What does this job mean to me?

  • At the point where your short-term memory turns into long-term memory, you suddenly have an idea that will solve everything and you grab the keyboard.
  • Throwing myself into a gradient descent and not getting out of my chair until I hear the birds in the morning.
  • You want to code so badly that you can't because you're required to take a liberal arts major.

These days, I tell stories like this.

I build houses on the internet.

  • Front-end? That's interior construction.
  • Backend? That's tooling and gutting.
  • DevOps? That's digging and rebarring.
  • Security? That's keeping unknowns out of the complex.

Programming is about borrowing concepts from the real world to automate what humans do, and I feel like it took me too long to realize this.

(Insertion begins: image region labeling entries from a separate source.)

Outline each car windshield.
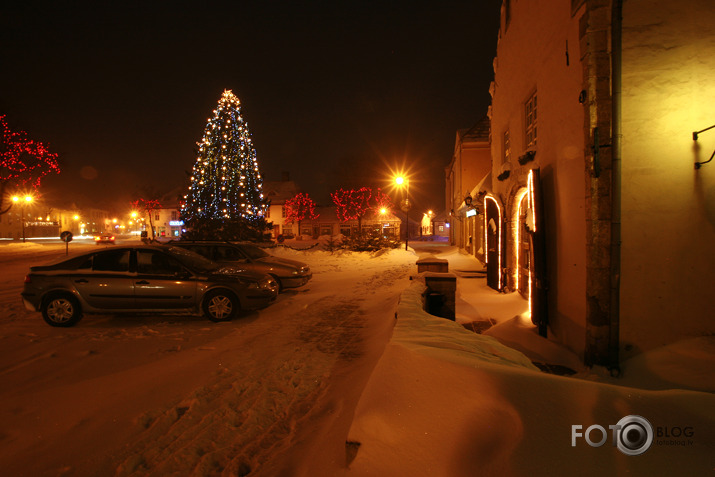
[167,247,221,272]
[239,244,270,260]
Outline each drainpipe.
[608,0,623,376]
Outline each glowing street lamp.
[12,194,34,243]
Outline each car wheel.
[42,294,82,327]
[203,291,241,322]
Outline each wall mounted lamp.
[693,124,715,169]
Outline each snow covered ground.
[0,243,715,476]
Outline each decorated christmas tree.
[181,90,268,240]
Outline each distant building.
[445,117,492,261]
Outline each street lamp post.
[12,195,32,243]
[395,176,412,250]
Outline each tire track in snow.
[117,296,364,476]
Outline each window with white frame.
[524,93,536,147]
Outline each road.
[0,244,415,476]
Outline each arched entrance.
[484,195,504,291]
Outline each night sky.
[0,0,501,212]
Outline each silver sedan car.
[22,245,278,326]
[171,241,313,291]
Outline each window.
[137,250,183,275]
[524,93,536,147]
[92,250,129,272]
[502,129,511,163]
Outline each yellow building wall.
[491,0,586,353]
[620,0,715,353]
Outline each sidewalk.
[345,242,715,477]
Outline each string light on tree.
[182,90,268,238]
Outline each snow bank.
[346,283,715,476]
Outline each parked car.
[171,240,313,291]
[94,234,114,245]
[22,245,278,326]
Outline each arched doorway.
[484,195,504,291]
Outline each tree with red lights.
[285,192,320,235]
[373,188,394,212]
[132,199,161,240]
[0,115,60,215]
[330,187,392,231]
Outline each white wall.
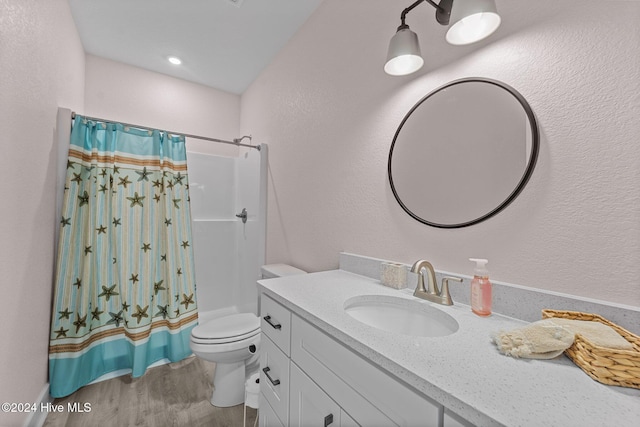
[80,55,240,156]
[241,0,640,306]
[0,0,84,426]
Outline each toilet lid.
[191,313,260,339]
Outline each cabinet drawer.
[260,333,289,425]
[291,315,443,426]
[260,294,291,356]
[289,363,342,427]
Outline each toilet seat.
[191,313,260,345]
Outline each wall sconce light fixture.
[384,0,500,76]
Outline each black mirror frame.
[387,77,540,228]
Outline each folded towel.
[547,317,633,350]
[492,319,574,359]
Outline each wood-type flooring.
[44,357,257,427]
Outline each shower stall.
[187,145,268,323]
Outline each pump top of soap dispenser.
[469,258,489,277]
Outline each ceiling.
[69,0,322,94]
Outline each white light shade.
[446,0,500,45]
[384,26,424,76]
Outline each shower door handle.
[236,208,247,224]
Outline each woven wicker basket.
[542,310,640,388]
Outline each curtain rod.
[71,111,260,151]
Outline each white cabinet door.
[289,363,341,427]
[260,333,290,425]
[291,315,443,427]
[258,393,284,427]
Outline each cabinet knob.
[263,316,282,329]
[324,414,333,427]
[262,366,280,385]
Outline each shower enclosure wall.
[187,147,268,323]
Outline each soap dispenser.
[469,258,491,317]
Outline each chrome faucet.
[411,259,462,305]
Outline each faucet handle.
[440,276,462,305]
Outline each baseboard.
[24,383,53,427]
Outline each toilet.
[189,264,306,408]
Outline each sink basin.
[344,295,459,337]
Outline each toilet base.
[211,360,245,408]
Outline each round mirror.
[388,78,539,228]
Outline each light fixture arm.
[398,0,453,29]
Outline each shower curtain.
[49,116,198,397]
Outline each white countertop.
[258,270,640,427]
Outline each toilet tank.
[261,264,307,279]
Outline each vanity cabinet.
[259,295,444,427]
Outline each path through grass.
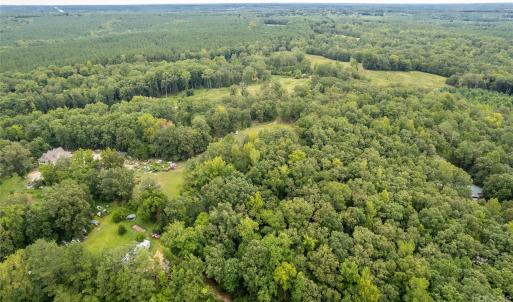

I finally understand why so many of my professors used to tell me that the more you know, the more important the basics are. I can see why so many of my professors used to say, "The more time you have, the more important the basics are.


Do programming skills matter in the age of GPT?

My answer is no. There comes a point where the idea of the service is more important than the technology stack. Even people who have never heard of Claude Shannon can create a service, and edge computing has made it possible to deploy that code.

You can't say, "If you go this way, it's going to fall apart at some point. You can't pour gasoline on a burning house and then say, "I told you it would happen.

The social climate is making it more so.

Technology stack

All technology is a tradeoff.

New things always cost money. You have to look at it from the perspective of staff skill and maintenance.

I think, This is not an academy, if you want to write something new, use your personal time and show me a prototype in a week, but there are also people who think, Who am I studying for?

This is why software engineering is so important.

My utopia

So what was it that I didn't like, I don't even know if it was bad construction. You may not know. But not being able to say it's bad construction is overloading my body.

To keep myself from stressing out, I'm going to keep a checklist of ideal features.

  • Do we have a code owner feature? Have we created a culture where certain code changes can be reviewed by a per-file owner?
  • What is the average number of comments in a code review?
  • What is the branching strategy?
  • Are unit tests run in the pipeline, and if so, what is the coverage?
  • Are integration tests based on real data executed in the pipeline, and if so, what are the criteria for inclusion in the integration tests?
  • Are E2E tests executed periodically, and if so, who is responsible for managing them?
  • Are cases given enough time to be implemented before going to test driven?
  • Do they perform chaos testing for external factors? Do they recognize the need for disaster recovery?
  • How is open source managed? Is the software versioned on a specific cycle?
  • Do developers manage their own Docker files and deployments, and if not, who does?
  • Is there support from the systems team to configure a private network? If not, is there an environment where a VPC can be configured?
  • What is being done mechanically to maintain the quality of the code, such as lint and static analysis?
  • If there is a failure, is the failure publicized and a failure report created?
  • Does everyone in the team have ownership of the service?
  • What is the SLA for the services you represent? What is the frequency of OOM failures or top 500 failures?
  • Is the SLA a standard for the HR department?
  • Is the direction of the owner visible to all members?
  • Are decisions made based on data? What tools are used to collect logs?
  • Is the logging format standardized with Open Telemetry, and if not, what format is being managed?
  • Collecting web metrics?
  • Is there a foundation for A/B testing to introduce features? If not, how is the HR department involved in planning?
  • Using a design system?
  • Are Storybooks managed in the same repository?